Posted by Rachel at 8:01 PM
Thursday, November 6, 2008
For three days, I've done my best to write something profound regarding the election. It's not happening so I guess I'll just write a regular post instead.
The Gutsy Mom requested an update on my personal trainer and cleaning helper and likened it to my having a staff. That made me laugh but, oh my, I think I'm going to need a staff because next week I begin taking language classes three hours a day, three days a week. Just typing it makes my body want a nap! I'm most concerned about the time of day that was chosen for me: afternoon. Ugh. This was TOIAW's choice because that is when his classes are.

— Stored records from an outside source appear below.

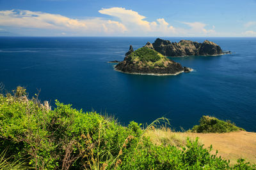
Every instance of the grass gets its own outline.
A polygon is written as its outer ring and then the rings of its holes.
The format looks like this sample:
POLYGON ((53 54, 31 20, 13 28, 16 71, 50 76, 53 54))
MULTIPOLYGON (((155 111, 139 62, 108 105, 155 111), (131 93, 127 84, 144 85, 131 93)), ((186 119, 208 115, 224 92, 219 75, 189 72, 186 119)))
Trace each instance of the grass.
POLYGON ((199 120, 200 124, 192 128, 193 132, 198 133, 223 133, 244 129, 237 127, 230 120, 223 121, 209 116, 203 116, 199 120))
MULTIPOLYGON (((83 112, 56 101, 56 106, 28 99, 26 89, 0 94, 1 162, 24 164, 36 169, 252 169, 239 159, 230 165, 195 140, 166 134, 156 145, 157 119, 145 128, 131 122, 124 127, 95 112, 83 112), (171 143, 173 141, 172 143, 171 143), (8 161, 6 161, 8 160, 8 161)), ((168 122, 167 122, 168 123, 168 122)), ((19 169, 19 168, 18 168, 19 169)))
POLYGON ((141 61, 152 67, 155 66, 163 67, 163 62, 169 60, 167 57, 163 56, 159 52, 145 46, 133 52, 130 55, 130 57, 133 61, 141 61))

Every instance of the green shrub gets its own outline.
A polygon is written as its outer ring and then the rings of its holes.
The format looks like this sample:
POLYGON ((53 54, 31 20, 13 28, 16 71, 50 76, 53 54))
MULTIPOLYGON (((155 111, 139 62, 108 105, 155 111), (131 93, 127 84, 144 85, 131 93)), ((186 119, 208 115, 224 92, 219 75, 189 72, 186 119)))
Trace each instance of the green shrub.
POLYGON ((244 129, 236 126, 230 120, 223 121, 215 117, 203 116, 199 120, 199 125, 195 125, 192 129, 193 132, 197 133, 223 133, 244 129))
POLYGON ((157 52, 147 47, 138 49, 133 52, 131 55, 132 59, 138 57, 142 62, 151 61, 154 62, 161 59, 160 54, 157 52))
MULTIPOLYGON (((197 139, 188 139, 182 150, 154 145, 144 134, 164 118, 143 130, 141 124, 133 121, 124 127, 110 118, 78 111, 58 101, 51 110, 37 97, 28 99, 22 88, 14 94, 0 94, 0 152, 8 148, 9 165, 38 169, 255 168, 243 159, 230 167, 228 162, 211 155, 211 149, 204 148, 197 139)), ((5 166, 4 161, 0 164, 5 166)))

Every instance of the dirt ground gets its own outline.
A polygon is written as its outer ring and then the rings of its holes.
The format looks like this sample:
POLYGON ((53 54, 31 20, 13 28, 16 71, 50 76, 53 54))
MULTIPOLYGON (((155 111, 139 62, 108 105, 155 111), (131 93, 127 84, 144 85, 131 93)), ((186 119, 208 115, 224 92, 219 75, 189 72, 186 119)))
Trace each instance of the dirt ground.
POLYGON ((230 133, 177 133, 191 138, 199 138, 199 141, 205 147, 212 145, 212 153, 216 150, 218 155, 230 160, 234 164, 237 159, 246 159, 246 161, 256 164, 256 133, 244 131, 230 133))

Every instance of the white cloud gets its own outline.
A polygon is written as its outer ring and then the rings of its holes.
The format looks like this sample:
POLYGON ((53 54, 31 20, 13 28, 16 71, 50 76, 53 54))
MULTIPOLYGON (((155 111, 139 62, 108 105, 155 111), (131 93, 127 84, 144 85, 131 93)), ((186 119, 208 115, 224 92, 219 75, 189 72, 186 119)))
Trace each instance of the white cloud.
POLYGON ((212 29, 207 30, 205 27, 207 25, 205 24, 195 22, 182 22, 184 24, 188 25, 191 27, 189 30, 187 30, 187 32, 189 34, 196 34, 200 33, 201 34, 211 34, 215 33, 215 26, 212 26, 212 29))
POLYGON ((58 14, 28 10, 0 11, 0 25, 58 29, 83 32, 124 32, 127 29, 116 21, 100 18, 88 20, 70 18, 58 14))
POLYGON ((250 27, 251 26, 253 25, 256 25, 256 21, 250 21, 248 22, 246 22, 246 24, 244 24, 244 27, 250 27))
POLYGON ((169 26, 169 24, 164 18, 157 19, 157 22, 150 22, 145 20, 146 17, 140 15, 136 11, 119 7, 102 8, 99 12, 118 18, 130 32, 139 31, 147 32, 175 33, 174 27, 169 26))
POLYGON ((256 36, 256 31, 246 31, 242 32, 242 34, 244 36, 256 36))
MULTIPOLYGON (((216 34, 212 29, 206 29, 207 24, 195 22, 182 22, 189 29, 175 27, 164 18, 148 22, 145 16, 124 8, 102 8, 99 13, 113 17, 111 20, 93 17, 81 20, 70 18, 58 14, 51 14, 29 10, 0 11, 0 26, 19 28, 59 31, 65 35, 126 35, 126 36, 211 36, 216 34)), ((60 35, 63 34, 58 33, 60 35)))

For those of you whose husbands didn't just spend fifteen months away, I want you to really think about this. We will wake-up together, eat breakfast together, go to the gym together, eat lunch together, go to class together, take breaks together, drive home together, eat dinner together, spend our evenings together...you're getting the point, right? He thinks it's going to be super. I, on the other hand, keep reminding myself I will have two days afternoons alone. It's not that I don't love TOIAW--I love him with all my heart--but I crave quite, alone time (no need to state the obvious regarding Flippy, I know). Oh, and my teacher is considered to be the most difficult and demanding in the language center. Cool. TOIAW told me all about how nasty she is (she teaches a friend of his) not knowing she was going to be my teacher. Furthermore, TOIAW's teacher described her as "a communist." This should be interesting. As long as she doesn't have a problem with my capitalist consumer ways, we should do okay because I am a serious student. And on those days when I don't feel like being a good student, I'll pay TOIAW to do my homework because the language I am learning is actually his first language. Oh, and now I'll really know what his family is saying about me...
Gutsy Mom, I am thrilled to say my "staff" is delightful! It's so easy to keep your house neat when someone else cleans it. Why did I not figure this out before? Additionally, I really enjoy my trainer and working out has really helped me to feel better all the way around. Because she's developed the work-out, I don't stress about doing too much which is great peace of mind. We've focused a lot on my core, balance, and flexibility. We got a great deal on a package of personal training sessions when we joined the gym and my dilemma is do I continue working with her at a much higher price or just go at it alone? I have a bit before I have to decide. Having a staff is not free, unfortunately.
We still don't have a cook and it doesn't look like we will anytime soon so I'm off to make a delicious, nutritious, quick, and simple meal. Just kidding. I'm only shooting for two out of four.